On raconte que le maréchal, à peine les yeux jetés sur les documens, se mit dans une violente colère : « Ils veulent nous f… l’Italie sur le dos, maintenant ! se serait-il écrié. Jamais je ne consentirai ; je ne veux pas qu’on nous jette dans une nouvelle querelle, je ne veux pas, entendez-vous bien !… » La scène était si vive que le secrétaire, porteur du message, en fut tout interloqué, et le maréchal dut lui expliquer avec bonté que ces paroles ne pouvaient l’atteindre. Le conseil des ministres opina dans le même sens. Les plénipotentiaires français, avertis par le télégraphe, durent donc renoncer à leur projet, et le silence fut gardé, devant le Congrès, sur les tractations anglo-françaises, au sujet du nouvel équilibre dans la Méditerranée [1].
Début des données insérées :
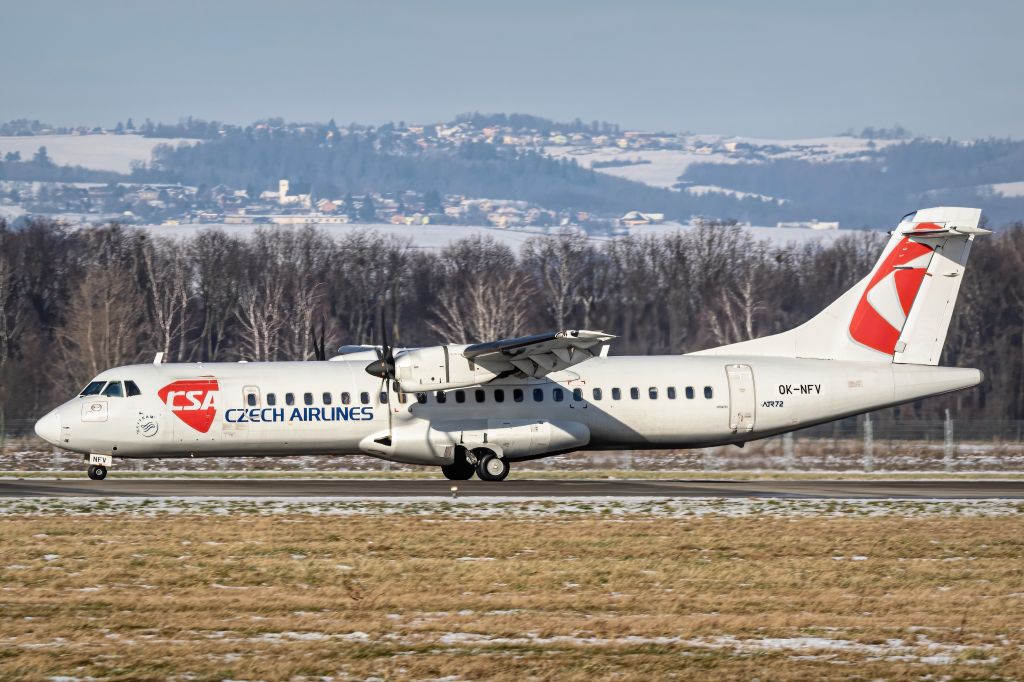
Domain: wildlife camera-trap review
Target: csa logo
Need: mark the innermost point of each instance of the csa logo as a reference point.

Après le Congrès, M. Waddington, de retour à Paris, eut-il plus d’empire sur le maréchal et sur ses collègues, ou bien crut-il de son devoir de ne pas laisser tomber dans l’oubli les déclarations si importantes qui lui avaient été faites ?

  1. Les renseignemens sur le langage et l’attitude du maréchal de Mac Mahon proviennent d’un témoin oculaire et digne de foi. Ils ont été contrôlés, d’ailleurs, à la source la plus sûre. Cependant, la version de M. de Marcère est différente : « M. de Bismarck, qui exerçait sa profession de courtier, écrit-il, nous fit entendre que nous pourrions nous emparer de la Tunisie sans qu’il eût rien à y redire… La question se posa au conseil de savoir si nous ne devions pas profiter de cette sorte d’ouverture. Quelques-uns d’entre nous rappelaient l’adage : Timeo Danaos et dona ferentes. Quant à moi, je n’éprouvais pas ce scrupule. Je pensais depuis longtemps, et le général Chanzy m’avait confirmé dans l’opinion que la possession de la Tunisie était indispensable à la sécurité de notre colonie d’Afrique. Le maréchal de Mac Mahon partageait cet avis. Il était très résolu et aurait volontiers engagé l’affaire, dont le succès assuré souriait à son patriotisme et aurait jeté un reflet de gloire sur sa présidence. Le conseil des ministres ne jugea pas qu’il y eût lieu, pour le moment, de donner suite à cette affaire… » Dans la discussion du budget de 1879, au Sénat, M. Waddington prononça une phrase célèbre, félicitant la France d’avoir été à Berlin « libre d’engagemens, d’en être revenue libre d’engagemens et d’être restée libre d’engagemens ! » C’est ce qu’on a appelé la « politique des mains nettes. » Il y a eu quelque incertitude dans tout cela jusqu’au jour où la France, engagée avec MM. Barthélémy Saint-Hilaire et Jules Ferry, se décide et agit.